Dari empat syarat tersebut, syarat pertama dan kedua merupakan syarat yang harus dipenuhi oleh subyek suatu perjanjian karena disebut syarat subyektif sedangkan syarat ketiga dan keempat adalah syarat yang harus dipenuhi oleh obyek perjanjian yang disebut syarat obyektif. Tidak dipenuhinya syarat obyektif ini berakibat perjanjian tersebut batal demi hukum. Sedangkan tidak dipenuhinya syarat subyektif maka perjanjian dapat dibatalkan.
Jika syarat-syarat sahnya perjanjian sebagaimana diatur dalam Pasal 1320 KHUPerdata telah dipenuhi, maka berdasarkan Pasal 1338 KUHPerdata, perjanjian telah memiliki kekuatan hukum yang sama dengan undang-undang. Ketentuan Pasal 1338 ayat (1) KUHPerdata menegaskan bahwa semua perjanjian yang dibuat secara sah berlaku sebagai undang-undang bagi mereka yang membuatnya.
Berdasarkan ketentuan diatas, maka ketentuan-ketentuan dalam Buku III KUHPerata menganut system terbuka, artinya memberikan kebebasan kepada para pihak (dalam hal menentukan isi, bentuk, serta macam perjanjian) untuk mengadakan perjanjian akan tetapi isinya selain tidak bertentangan dengan peraturan perundang-undangan, kesusilaan dan ketertiban umum, juga harus memuat syarat sahnya perjanjian.
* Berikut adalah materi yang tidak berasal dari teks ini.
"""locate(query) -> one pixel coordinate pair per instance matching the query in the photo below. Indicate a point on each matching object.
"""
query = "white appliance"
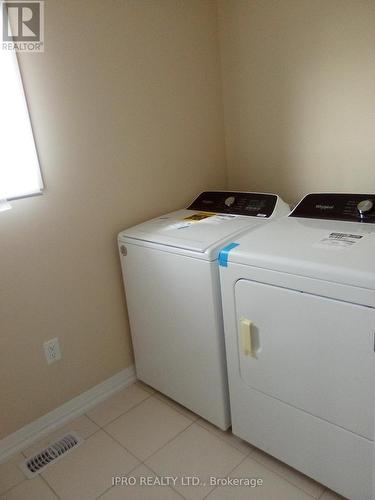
(171, 280)
(299, 320)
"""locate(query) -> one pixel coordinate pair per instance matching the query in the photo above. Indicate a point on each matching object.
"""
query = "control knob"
(364, 207)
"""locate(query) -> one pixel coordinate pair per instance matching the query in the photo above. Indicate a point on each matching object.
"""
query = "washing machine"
(171, 280)
(299, 318)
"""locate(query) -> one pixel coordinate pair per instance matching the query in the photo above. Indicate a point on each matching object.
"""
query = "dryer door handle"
(247, 339)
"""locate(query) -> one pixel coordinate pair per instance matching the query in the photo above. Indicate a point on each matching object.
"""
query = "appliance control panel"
(236, 203)
(337, 206)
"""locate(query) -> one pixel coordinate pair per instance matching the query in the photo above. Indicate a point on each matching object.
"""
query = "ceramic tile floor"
(141, 435)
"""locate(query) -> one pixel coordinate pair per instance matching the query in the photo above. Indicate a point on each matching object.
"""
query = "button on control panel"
(236, 203)
(337, 206)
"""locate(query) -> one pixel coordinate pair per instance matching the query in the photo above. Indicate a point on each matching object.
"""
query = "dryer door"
(314, 353)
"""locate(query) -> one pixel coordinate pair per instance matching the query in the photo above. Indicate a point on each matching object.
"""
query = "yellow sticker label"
(198, 217)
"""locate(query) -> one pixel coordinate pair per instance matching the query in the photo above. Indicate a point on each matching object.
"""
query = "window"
(19, 164)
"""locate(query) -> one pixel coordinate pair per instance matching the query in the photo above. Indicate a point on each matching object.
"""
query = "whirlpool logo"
(22, 26)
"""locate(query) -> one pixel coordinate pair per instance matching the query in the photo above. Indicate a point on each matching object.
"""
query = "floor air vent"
(36, 464)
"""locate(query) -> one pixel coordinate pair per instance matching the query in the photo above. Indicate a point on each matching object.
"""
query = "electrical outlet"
(52, 350)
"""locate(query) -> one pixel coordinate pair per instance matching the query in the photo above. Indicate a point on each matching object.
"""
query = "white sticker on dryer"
(339, 240)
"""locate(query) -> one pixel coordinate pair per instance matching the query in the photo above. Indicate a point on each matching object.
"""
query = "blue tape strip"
(224, 254)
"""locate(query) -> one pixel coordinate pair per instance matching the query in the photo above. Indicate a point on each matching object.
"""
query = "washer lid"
(330, 250)
(190, 229)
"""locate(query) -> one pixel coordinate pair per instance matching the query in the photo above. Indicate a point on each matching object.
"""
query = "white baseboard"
(71, 409)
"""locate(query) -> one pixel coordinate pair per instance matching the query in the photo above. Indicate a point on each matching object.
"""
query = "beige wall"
(299, 94)
(126, 108)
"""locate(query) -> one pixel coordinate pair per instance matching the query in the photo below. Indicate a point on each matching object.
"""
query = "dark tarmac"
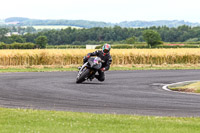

Ketentuan yang terdapat dalam hukum perjanjian merupakan kaidah hukum yang mengatur artinya kaidah–kaidah hukum yang dalam kenyataanya dapat dikesampingkan oleh para pihak dengan membuat ketentuan-ketentuan atau aturan-aturan khusus di dalam perjanjian yang mereka adakan sendiri. Kaidah-kaidah hukum semacam itu ada yang menamakan dengan istilah hukum  pelengkap atau hukum penambah. Hal ini ditegaskan pula oleh Subekti bahwa pasal-pasal tersebut boleh disingkirkan manakala dikehendaki oleh pihak-pihak yang membuat suatu perjanjian.
ti,

No comments

Powered by Blogger.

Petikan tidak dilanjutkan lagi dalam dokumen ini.